6. Evaluer les comportements de l’aidé. Parfois la personne qui demande de l’aide le fait d’une façon inadéquate. La personne aidante doit demander un ou des changements.

7. Savoir reconnaître les attentes irrationnelles, les fantasmes et les désirs que vous ne saurez satisfaire chez l’autre. Ne donnez jamais l’impression que vous parviendrez à les combler, certains désirs doivent demeurer sans réponse et être abandonnés. Soyez honnête et informez-le le plus rapidement possible des limites de votre travail d’intervention.

8. Savoir reconnaître des éléments de la personnalité de l’autre, de son histoire, qui vous heurtent, qui vous répugnent, qui vous mettent mal à l’aise ou vous polarisent… Ne faites pas semblant que tout va bien, que vous êtes à l’aise avec tout ce que vous entendez… s’il devient difficile pour vous de poursuivre, alors ne poursuivez pas cette relation.

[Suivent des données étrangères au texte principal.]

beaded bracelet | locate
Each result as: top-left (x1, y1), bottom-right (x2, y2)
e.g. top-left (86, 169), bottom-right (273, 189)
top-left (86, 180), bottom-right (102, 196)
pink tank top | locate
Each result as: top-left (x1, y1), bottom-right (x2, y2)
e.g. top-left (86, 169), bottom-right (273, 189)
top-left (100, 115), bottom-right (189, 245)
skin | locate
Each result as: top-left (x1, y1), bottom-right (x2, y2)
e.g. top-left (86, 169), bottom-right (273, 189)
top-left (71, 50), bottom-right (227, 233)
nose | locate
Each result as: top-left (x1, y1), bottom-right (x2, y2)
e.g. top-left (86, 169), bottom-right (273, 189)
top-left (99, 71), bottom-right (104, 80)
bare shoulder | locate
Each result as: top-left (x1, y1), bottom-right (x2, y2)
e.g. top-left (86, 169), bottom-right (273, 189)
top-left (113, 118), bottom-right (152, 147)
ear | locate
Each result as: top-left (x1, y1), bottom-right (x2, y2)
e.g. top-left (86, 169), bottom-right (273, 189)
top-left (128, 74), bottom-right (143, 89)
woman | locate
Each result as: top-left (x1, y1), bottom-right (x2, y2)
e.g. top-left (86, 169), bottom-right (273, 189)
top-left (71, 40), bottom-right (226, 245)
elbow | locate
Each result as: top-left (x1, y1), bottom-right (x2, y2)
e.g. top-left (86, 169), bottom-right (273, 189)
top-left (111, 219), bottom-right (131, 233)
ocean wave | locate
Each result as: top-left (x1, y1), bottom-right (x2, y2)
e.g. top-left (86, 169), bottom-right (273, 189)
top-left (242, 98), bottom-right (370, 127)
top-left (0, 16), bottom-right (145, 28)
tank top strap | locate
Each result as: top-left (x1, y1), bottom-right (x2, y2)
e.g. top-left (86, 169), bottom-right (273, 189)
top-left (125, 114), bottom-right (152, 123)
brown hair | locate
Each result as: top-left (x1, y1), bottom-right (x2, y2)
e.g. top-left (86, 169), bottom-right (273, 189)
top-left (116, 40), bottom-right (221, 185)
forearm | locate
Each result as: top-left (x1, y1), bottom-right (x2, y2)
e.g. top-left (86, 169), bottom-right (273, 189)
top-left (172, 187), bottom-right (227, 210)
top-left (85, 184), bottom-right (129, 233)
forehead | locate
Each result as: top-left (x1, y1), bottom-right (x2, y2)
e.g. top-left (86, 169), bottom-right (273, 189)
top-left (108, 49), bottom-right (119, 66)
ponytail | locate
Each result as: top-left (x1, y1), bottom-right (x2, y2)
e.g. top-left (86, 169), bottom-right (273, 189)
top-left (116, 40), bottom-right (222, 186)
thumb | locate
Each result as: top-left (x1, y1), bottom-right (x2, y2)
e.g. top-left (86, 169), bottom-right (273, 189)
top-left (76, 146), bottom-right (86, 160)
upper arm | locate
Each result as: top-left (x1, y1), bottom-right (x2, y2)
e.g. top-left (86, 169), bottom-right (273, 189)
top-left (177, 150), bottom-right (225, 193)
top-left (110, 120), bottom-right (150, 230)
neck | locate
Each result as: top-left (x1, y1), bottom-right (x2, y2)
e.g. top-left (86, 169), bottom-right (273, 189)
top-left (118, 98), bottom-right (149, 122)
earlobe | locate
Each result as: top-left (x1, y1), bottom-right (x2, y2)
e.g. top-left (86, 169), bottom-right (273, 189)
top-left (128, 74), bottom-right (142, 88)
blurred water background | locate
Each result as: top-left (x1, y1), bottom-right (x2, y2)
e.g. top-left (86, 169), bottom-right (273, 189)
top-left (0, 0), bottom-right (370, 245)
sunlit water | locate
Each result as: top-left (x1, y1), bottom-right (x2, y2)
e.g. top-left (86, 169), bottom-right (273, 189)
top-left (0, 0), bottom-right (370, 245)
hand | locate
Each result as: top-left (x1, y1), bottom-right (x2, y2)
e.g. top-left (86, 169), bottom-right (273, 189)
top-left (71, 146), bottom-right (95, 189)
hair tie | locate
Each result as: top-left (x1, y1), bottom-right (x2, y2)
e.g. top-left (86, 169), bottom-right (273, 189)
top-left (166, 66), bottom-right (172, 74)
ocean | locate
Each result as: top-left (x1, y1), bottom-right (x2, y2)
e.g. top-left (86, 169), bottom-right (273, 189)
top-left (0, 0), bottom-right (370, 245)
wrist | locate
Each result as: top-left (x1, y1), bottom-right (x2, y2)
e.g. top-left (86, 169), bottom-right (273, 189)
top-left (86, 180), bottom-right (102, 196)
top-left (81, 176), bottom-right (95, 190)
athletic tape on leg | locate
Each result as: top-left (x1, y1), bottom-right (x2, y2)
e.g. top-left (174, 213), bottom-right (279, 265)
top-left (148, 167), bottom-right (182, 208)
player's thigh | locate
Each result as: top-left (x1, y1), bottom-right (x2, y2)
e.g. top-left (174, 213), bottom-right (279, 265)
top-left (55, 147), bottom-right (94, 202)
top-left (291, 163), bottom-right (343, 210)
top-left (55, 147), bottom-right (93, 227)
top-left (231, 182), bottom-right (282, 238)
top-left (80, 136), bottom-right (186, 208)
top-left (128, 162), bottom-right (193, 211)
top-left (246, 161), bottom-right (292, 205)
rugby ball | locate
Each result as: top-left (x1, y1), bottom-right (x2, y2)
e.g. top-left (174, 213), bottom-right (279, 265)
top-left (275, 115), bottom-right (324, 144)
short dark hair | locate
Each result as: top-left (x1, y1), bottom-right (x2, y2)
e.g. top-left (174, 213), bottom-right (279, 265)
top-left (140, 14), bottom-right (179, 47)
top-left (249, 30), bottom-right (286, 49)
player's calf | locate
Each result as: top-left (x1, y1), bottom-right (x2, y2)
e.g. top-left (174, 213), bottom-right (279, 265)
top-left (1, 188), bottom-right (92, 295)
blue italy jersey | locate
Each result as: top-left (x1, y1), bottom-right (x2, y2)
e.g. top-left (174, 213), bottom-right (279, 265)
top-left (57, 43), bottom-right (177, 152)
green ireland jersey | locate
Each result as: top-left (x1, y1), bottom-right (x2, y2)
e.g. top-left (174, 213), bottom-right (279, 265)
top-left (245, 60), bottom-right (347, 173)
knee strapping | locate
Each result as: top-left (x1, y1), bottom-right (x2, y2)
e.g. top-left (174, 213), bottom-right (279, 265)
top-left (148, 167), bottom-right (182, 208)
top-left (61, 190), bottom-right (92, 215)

9. Savoir reconnaître la réelle implication de l’autre dans la relation. Plusieurs personnes se retrouvent en situation d’aidé sans l’avoir vraiment demandé ou cherché ou désiré.

Mes limites comme aidant

10. Ce qu’il a vécu, ses habitudes, ce qu’il représente, tout ce qui peut me causer malaise et interférer avec l’espèce de neutralité de jugement que je tente d’instaurer dans la relation. S’interroger sur le pourquoi de cette réaction personnelle est nécessaire. 

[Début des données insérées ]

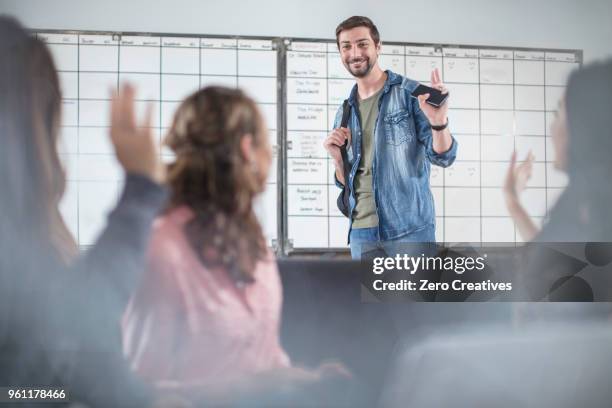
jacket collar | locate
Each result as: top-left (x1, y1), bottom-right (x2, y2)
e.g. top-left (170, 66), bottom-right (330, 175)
top-left (349, 69), bottom-right (402, 108)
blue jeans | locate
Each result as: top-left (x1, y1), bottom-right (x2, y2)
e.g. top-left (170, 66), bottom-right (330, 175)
top-left (350, 225), bottom-right (436, 259)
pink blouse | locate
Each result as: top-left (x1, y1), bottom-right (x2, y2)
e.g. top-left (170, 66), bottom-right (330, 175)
top-left (122, 206), bottom-right (289, 383)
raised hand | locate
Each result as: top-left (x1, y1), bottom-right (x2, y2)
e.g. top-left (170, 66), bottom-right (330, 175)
top-left (504, 151), bottom-right (535, 200)
top-left (418, 68), bottom-right (448, 126)
top-left (110, 84), bottom-right (165, 183)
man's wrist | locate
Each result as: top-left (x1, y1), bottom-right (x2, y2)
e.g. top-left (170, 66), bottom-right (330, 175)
top-left (429, 118), bottom-right (448, 131)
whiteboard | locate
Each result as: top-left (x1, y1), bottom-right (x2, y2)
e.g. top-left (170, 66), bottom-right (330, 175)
top-left (37, 31), bottom-right (279, 247)
top-left (285, 40), bottom-right (582, 252)
top-left (37, 30), bottom-right (582, 253)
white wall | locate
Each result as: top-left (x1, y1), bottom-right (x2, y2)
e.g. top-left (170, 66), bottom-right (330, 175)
top-left (0, 0), bottom-right (612, 61)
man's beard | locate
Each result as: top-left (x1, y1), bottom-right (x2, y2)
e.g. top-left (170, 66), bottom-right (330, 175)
top-left (346, 57), bottom-right (374, 78)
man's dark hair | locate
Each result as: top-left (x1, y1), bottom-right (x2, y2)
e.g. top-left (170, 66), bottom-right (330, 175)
top-left (336, 16), bottom-right (380, 48)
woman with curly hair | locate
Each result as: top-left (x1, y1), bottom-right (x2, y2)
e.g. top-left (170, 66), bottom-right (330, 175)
top-left (123, 87), bottom-right (350, 404)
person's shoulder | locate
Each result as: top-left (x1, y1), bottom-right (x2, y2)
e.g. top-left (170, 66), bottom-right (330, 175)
top-left (257, 248), bottom-right (278, 275)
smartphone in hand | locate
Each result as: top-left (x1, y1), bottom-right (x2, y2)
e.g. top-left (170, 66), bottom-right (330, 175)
top-left (411, 84), bottom-right (448, 108)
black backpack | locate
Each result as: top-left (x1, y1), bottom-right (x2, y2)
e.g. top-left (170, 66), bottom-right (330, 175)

11. Reconnaître mes caractéristiques et me rendre compte que dans certaines occasions cela peut causer un malaise à l’autre. 

12. Reconnaître mon degré d’implication actuel dans la relation (on le droit d’être fatigué…) autant de bonnes raisons d’être moins attentif, moins à l’écoute, moins tolérant. S’en rendre compte est important. 

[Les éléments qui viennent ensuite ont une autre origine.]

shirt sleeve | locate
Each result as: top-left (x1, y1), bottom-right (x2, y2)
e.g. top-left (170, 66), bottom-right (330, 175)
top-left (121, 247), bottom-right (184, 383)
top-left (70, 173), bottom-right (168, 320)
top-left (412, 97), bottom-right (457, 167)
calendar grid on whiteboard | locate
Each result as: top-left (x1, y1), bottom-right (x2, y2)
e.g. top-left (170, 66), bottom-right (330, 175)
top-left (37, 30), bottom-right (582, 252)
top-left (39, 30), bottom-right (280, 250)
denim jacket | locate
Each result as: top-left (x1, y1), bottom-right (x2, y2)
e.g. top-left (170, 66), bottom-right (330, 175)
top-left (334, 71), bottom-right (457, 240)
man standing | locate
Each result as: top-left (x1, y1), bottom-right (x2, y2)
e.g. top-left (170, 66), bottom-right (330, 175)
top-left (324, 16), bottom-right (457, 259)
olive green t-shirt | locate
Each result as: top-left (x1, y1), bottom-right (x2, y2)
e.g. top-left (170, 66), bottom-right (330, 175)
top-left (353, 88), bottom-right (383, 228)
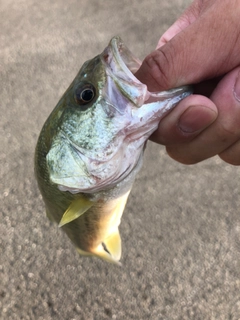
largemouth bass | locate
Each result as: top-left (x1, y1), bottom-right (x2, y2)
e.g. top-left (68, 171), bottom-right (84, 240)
top-left (35, 37), bottom-right (191, 263)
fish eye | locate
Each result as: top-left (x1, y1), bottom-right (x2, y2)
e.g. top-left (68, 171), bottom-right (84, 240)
top-left (75, 83), bottom-right (96, 105)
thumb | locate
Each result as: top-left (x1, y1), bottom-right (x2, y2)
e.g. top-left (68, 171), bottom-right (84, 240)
top-left (135, 1), bottom-right (240, 91)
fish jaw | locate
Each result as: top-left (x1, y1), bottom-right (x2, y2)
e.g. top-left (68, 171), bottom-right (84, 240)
top-left (47, 37), bottom-right (191, 194)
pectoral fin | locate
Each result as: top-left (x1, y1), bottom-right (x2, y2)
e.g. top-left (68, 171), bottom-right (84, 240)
top-left (104, 230), bottom-right (122, 260)
top-left (92, 230), bottom-right (122, 265)
top-left (58, 197), bottom-right (93, 227)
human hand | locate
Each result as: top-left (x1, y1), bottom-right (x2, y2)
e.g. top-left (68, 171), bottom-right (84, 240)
top-left (135, 0), bottom-right (240, 165)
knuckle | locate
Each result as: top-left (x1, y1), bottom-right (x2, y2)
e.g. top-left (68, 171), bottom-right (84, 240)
top-left (166, 146), bottom-right (203, 165)
top-left (218, 118), bottom-right (240, 144)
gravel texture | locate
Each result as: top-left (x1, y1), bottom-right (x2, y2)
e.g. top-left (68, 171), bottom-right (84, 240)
top-left (0, 0), bottom-right (240, 320)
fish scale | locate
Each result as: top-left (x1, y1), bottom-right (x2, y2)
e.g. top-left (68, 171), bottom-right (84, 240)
top-left (35, 37), bottom-right (191, 264)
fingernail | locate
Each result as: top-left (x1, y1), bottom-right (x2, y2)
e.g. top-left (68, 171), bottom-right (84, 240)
top-left (233, 71), bottom-right (240, 102)
top-left (178, 106), bottom-right (217, 133)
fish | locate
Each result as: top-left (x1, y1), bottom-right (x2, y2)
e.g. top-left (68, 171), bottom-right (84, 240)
top-left (35, 36), bottom-right (191, 264)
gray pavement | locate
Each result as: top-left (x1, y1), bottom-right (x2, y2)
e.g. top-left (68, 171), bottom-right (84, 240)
top-left (0, 0), bottom-right (240, 320)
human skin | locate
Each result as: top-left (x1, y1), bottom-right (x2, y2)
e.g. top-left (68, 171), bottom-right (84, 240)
top-left (136, 0), bottom-right (240, 165)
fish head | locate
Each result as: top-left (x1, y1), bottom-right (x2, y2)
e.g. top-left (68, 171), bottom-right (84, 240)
top-left (47, 37), bottom-right (190, 194)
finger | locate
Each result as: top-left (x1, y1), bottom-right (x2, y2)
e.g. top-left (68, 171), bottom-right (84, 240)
top-left (136, 1), bottom-right (240, 91)
top-left (156, 1), bottom-right (200, 49)
top-left (151, 95), bottom-right (218, 145)
top-left (166, 68), bottom-right (240, 164)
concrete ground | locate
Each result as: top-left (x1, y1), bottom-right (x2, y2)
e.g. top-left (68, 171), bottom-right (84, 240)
top-left (0, 0), bottom-right (240, 320)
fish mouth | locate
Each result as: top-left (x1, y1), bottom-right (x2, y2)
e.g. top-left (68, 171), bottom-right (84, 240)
top-left (47, 37), bottom-right (191, 194)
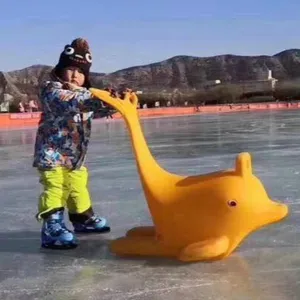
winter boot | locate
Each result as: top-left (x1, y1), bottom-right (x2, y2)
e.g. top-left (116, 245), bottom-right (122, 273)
top-left (41, 211), bottom-right (78, 249)
top-left (69, 208), bottom-right (110, 233)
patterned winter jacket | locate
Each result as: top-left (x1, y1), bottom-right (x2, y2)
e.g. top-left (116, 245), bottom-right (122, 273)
top-left (33, 81), bottom-right (103, 170)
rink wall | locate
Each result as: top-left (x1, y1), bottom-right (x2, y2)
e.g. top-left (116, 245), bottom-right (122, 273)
top-left (0, 102), bottom-right (300, 129)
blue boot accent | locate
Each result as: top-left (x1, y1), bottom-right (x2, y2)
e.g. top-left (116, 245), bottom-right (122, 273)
top-left (73, 215), bottom-right (110, 233)
top-left (41, 211), bottom-right (78, 249)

13-14. Reconnaître que j’ai des valeurs, que certaines de ces valeurs sont pour moi plus importantes que d’autres, que je tiens à organiser ma vie autour de certaines de ces valeurs, et que, surtout l’autre ne partage pas nécessairement les mêmes valeurs. 

15. Reconnaître que j’examine, que je comprends, que j’explique ce que je vois et j’entends et ressens à partir de certains modèles, certaines pratiques, certaines théories… et que l’autre peut avoir une grille de lecture tout à fait différente de ce qu’il lui arrive ? Le respect de l’autre peut parfois nous demander de taire ou de relativiser des croyances, des suppositions, des modèles, des valeurs…. Mais il ne faut jamais mettre de côté notre identité, notre inspiration, notre façon d’être au monde.

Les limites dans la relation

16. Ressentir et agir, si possible, sur le climat, si cela s’avère nécessaire. 

17. Ressentir et agir, si possible, sur la confiance, si cela s’avère nécessaire. Ce qui compte c’est d’arriver à comprendre ce qui se loge dans votre doute. 

18. Ressentir et agir, si possible, sur l’affinité, le plaisir à être ensemble, le partage de l’intimité. Si les dimensions de cette évolution de la communication ne sont plus satisfaisantes (climat, confiance, proximité…) pour l’un ou pour l’autre des participants, il convient d’examiner les limites que cela impose à la relation, la pertinence ou les règles du jeu au besoin ; et ce rôle revient souvent à l’intervenant. 

19. Une relation aidant-aidé se construit souvent sur une asymétrie des rôles ; l’intervenant est souvent placé dans une position d’autorité ou du « sensé savoir ». Souvenez-vous toujours que vous n’avez pas et surtout que vous ne devez pas avoir la réponse à toutes questions ; le travail de relation d’aide passe aussi par l’acceptation et la tolérance de l’absence des réponses, la vôtre et celle de l’aidé.

Ce qui compte, malgré l’autorité que vous confère parfois votre rôle, c’est de cous rappeler que vous n’êtes pas l’égal de votre aidé, tant au niveau de vos connaissances, compétences ou habileté, ce que l’autre vient chercher chez vous, mais vous restez tous deux égaux en dignité humaine. 

20. Savoir reconnaître les limites de la philosophie ou de l’approche de l’organisme pour lequel j’interviens dans un contexte professionnel. Plusieurs organismes d’intervention ont des règles précises qui structurent le travail d’aide mais qui peuvent souvent devenir des limites au travail réellement effectué avec les aidés, des limites à la qualité de la relation que je peux construire avec des aidés (horaires de travail, limites temps imposés aux entretiens, directives d’évaluation, d’échange, d’écoute…).